Over 36 petaflops: New supercomputer from Oak Ridge

IT equipment, especially servers, should be updated every three to five years – that’s the conventional wisdom. Because then the service guarantee usually expires. However, some companies use their hardware longer. There are various reasons for this: a lack of financial resources, a volatile economic environment, the discussions on-premises versus cloud and so on.

And often the hardware itself did not justify an upgrade because new processor generations were hardly faster than the old ones. The result has been longer lifecycles for server hardware. A 2020 IDC survey found that around percent of respondents keep their servers for six years and 12.4 percent for seven years or more.

The latter group includes the Oak Ridge Leadership Computing Facility (OLCF), part of Oak Ridge National Labs (ORNL). In 2019, it decommissioned the supercomputer Titan, which had been put into operation in 2012 but is now unusable due to its outdated CPUs. It has been replaced by Crusher, which takes up just one-hundredth of the space of Titan – with higher performance and better power consumption.

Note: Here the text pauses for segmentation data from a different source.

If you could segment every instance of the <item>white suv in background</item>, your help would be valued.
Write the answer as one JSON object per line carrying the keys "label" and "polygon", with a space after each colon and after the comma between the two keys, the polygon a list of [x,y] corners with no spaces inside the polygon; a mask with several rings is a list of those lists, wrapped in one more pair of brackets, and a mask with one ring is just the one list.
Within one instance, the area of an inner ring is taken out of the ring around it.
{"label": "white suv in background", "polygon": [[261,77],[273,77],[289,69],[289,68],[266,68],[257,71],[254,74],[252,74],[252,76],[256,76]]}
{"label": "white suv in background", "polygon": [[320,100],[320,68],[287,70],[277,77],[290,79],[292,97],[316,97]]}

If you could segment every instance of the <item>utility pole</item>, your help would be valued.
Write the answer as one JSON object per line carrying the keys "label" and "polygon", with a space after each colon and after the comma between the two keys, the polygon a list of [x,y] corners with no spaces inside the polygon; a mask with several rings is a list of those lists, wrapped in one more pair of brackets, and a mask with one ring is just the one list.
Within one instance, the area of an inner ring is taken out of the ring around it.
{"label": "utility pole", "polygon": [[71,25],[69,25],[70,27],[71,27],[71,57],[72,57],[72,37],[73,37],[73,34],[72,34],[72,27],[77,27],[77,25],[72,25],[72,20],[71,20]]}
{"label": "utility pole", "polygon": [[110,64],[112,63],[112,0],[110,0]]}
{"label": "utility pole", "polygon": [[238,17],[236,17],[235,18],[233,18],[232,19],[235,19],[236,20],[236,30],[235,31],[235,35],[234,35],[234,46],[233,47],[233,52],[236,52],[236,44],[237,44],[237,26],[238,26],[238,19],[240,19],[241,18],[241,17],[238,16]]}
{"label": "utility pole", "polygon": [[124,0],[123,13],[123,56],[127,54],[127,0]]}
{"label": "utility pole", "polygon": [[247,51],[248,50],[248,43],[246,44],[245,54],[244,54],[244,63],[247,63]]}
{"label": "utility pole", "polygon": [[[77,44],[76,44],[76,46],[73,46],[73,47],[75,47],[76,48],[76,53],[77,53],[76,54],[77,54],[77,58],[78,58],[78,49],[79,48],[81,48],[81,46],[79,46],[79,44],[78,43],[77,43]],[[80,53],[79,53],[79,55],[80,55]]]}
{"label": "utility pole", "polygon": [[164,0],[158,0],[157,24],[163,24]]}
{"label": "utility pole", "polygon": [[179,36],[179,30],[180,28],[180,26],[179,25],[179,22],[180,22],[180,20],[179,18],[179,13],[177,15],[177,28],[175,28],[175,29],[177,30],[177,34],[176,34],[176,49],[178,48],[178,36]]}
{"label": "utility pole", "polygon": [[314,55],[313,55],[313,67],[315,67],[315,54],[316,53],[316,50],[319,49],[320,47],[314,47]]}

Crusher is a Mini Me version of Frontier, an exascale supercomputer that’s scheduled to launch later this year or next. Both computers are based on the same hardware, but Crusher is much smaller and serves as a test bed for applications that will later run on Frontier.

The hardware is HPE Cray EX Blades with a 64-core AMD EPYC “Trento” CPU and four AMD MI250X GPUs. Trento is a derivative of the Milan generation of Epyc processors. The MI250X is part of AMD’s new family of enterprise GPUs that will see the manufacturer compete with Nvidia’s offerings. At least on paper, the hardware delivers extremely impressive numbers.

According to ORNL, Crusher has 192 HPE Cray EX blades in 1.5 rack cabinets that take up just 44 square meters. Titan, on the other hand, required 200 cabinets, occupying 4,352 square feet. Titan achieved a peak performance of 27 petaflops. While there are no benchmarks for Crusher yet, the MI250X is known to achieve a peak performance of 47.9 Teraflops in Double Precision Floating Point. Multiply that by 768 (four per blade times 192 blades) and you get 36.8 petaflops, well above the Titan’s peak performance. And that’s not even counting the CPUs.

Crusher is currently validating important science projects that will later run on Frontier. Since both systems share the same hardware, projects validated on Crusher should run smoothly on Frontier as well.